LeetCode #1048 — MEDIUM

Longest String Chain

Move from brute-force thinking to an efficient approach using array strategy.

Solve on LeetCode

The Problem

Problem Statement

You are given an array of words where each word consists of lowercase English letters.

word_A is a predecessor of word_B if and only if we can insert exactly one letter anywhere in word_A without changing the order of the other characters to make it equal to word_B.

For example, "abc" is a predecessor of "abac", while "cba" is not a predecessor of "bcad".

A word chain is a sequence of words [word₁, word₂, ..., word_k] with k >= 1, where word₁ is a predecessor of word₂, word₂ is a predecessor of word₃, and so on. A single word is trivially a word chain with k == 1.

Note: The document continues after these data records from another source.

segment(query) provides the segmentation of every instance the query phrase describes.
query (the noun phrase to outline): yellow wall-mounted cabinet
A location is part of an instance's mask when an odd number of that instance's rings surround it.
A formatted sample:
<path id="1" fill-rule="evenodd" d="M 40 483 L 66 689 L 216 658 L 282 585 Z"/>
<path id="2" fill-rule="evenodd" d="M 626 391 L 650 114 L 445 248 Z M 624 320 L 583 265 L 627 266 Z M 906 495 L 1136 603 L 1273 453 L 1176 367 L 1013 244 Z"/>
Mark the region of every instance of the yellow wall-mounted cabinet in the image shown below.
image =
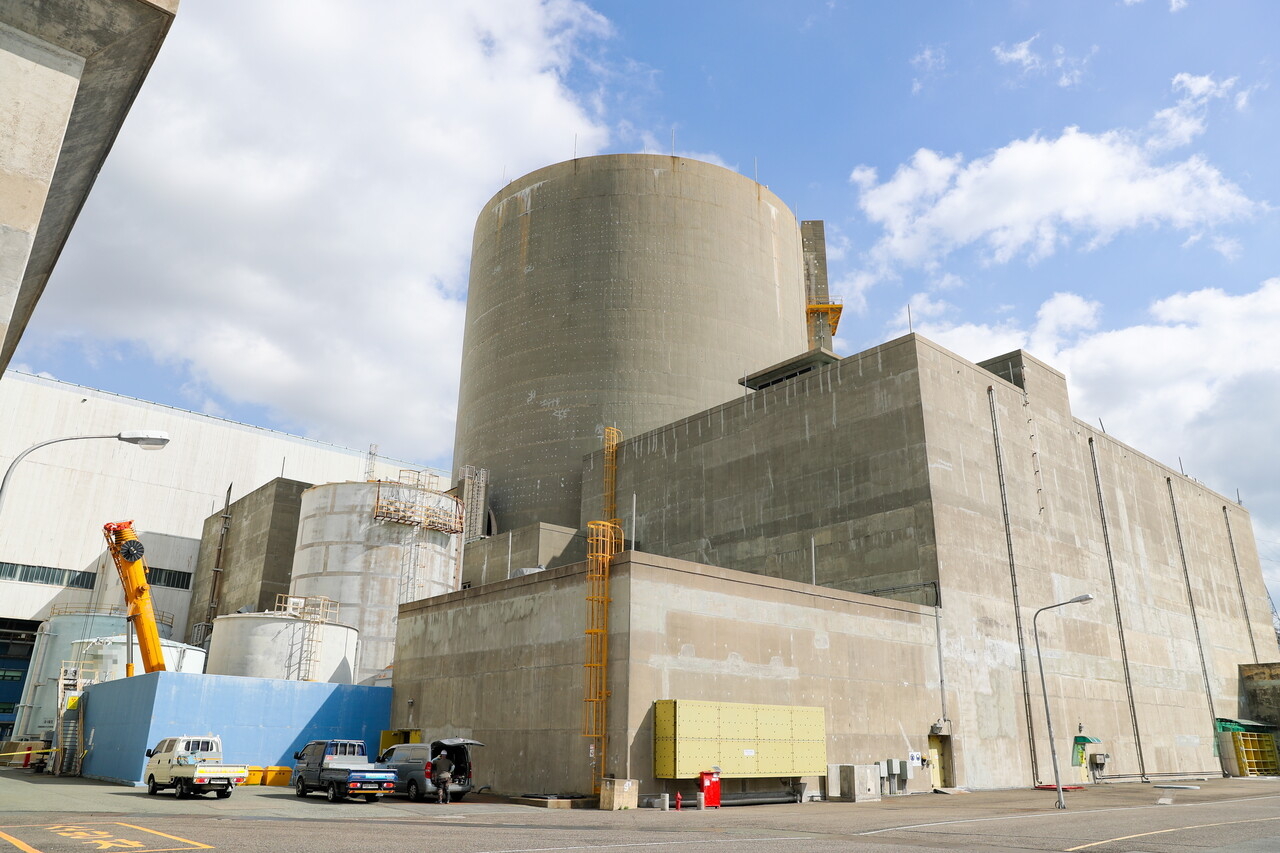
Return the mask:
<path id="1" fill-rule="evenodd" d="M 795 704 L 659 699 L 653 703 L 653 775 L 817 776 L 827 772 L 827 712 Z"/>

Return the length of the longest possible word chain with words chosen from the given list of words.

Example 1:

Input: words = ["a","b","ba","bca","bda","bdca"]
Output: 4
Explanation: One of the longest word chains is ["a","ba","bda","bdca"].

Example 2:

Input: words = ["xbc","pcxbcf","xb","cxbc","pcxbc"]
Output: 5
Explanation: All the words can be put in a word chain ["xb", "xbc", "cxbc", "pcxbc", "pcxbcf"].

Example 3:

Input: words = ["abcd","dbqca"]
Output: 1
Explanation: The trivial word chain ["abcd"] is one of the longest word chains.
["abcd","dbqca"] is not a valid word chain because the ordering of the letters is changed.

Constraints:

1 <= words.length <= 1000
1 <= words[i].length <= 16
words[i] only consists of lowercase English letters.

Roadmap

Brute Force Baseline
Core Insight
Algorithm Walkthrough
Edge Cases
Full Annotated Code
Interactive Study Demo
Complexity Analysis

Step 01

Brute Force Baseline

Problem summary: You are given an array of words where each word consists of lowercase English letters. wordA is a predecessor of wordB if and only if we can insert exactly one letter anywhere in wordA without changing the order of the other characters to make it equal to wordB. For example, "abc" is a predecessor of "abac", while "cba" is not a predecessor of "bcad". A word chain is a sequence of words [word1, word2, ..., wordk] with k >= 1, where word1 is a predecessor of word2, word2 is a predecessor of word3, and so on. A single word is trivially a word chain with k == 1. Return the length of the longest possible word chain with words chosen from the given list of words.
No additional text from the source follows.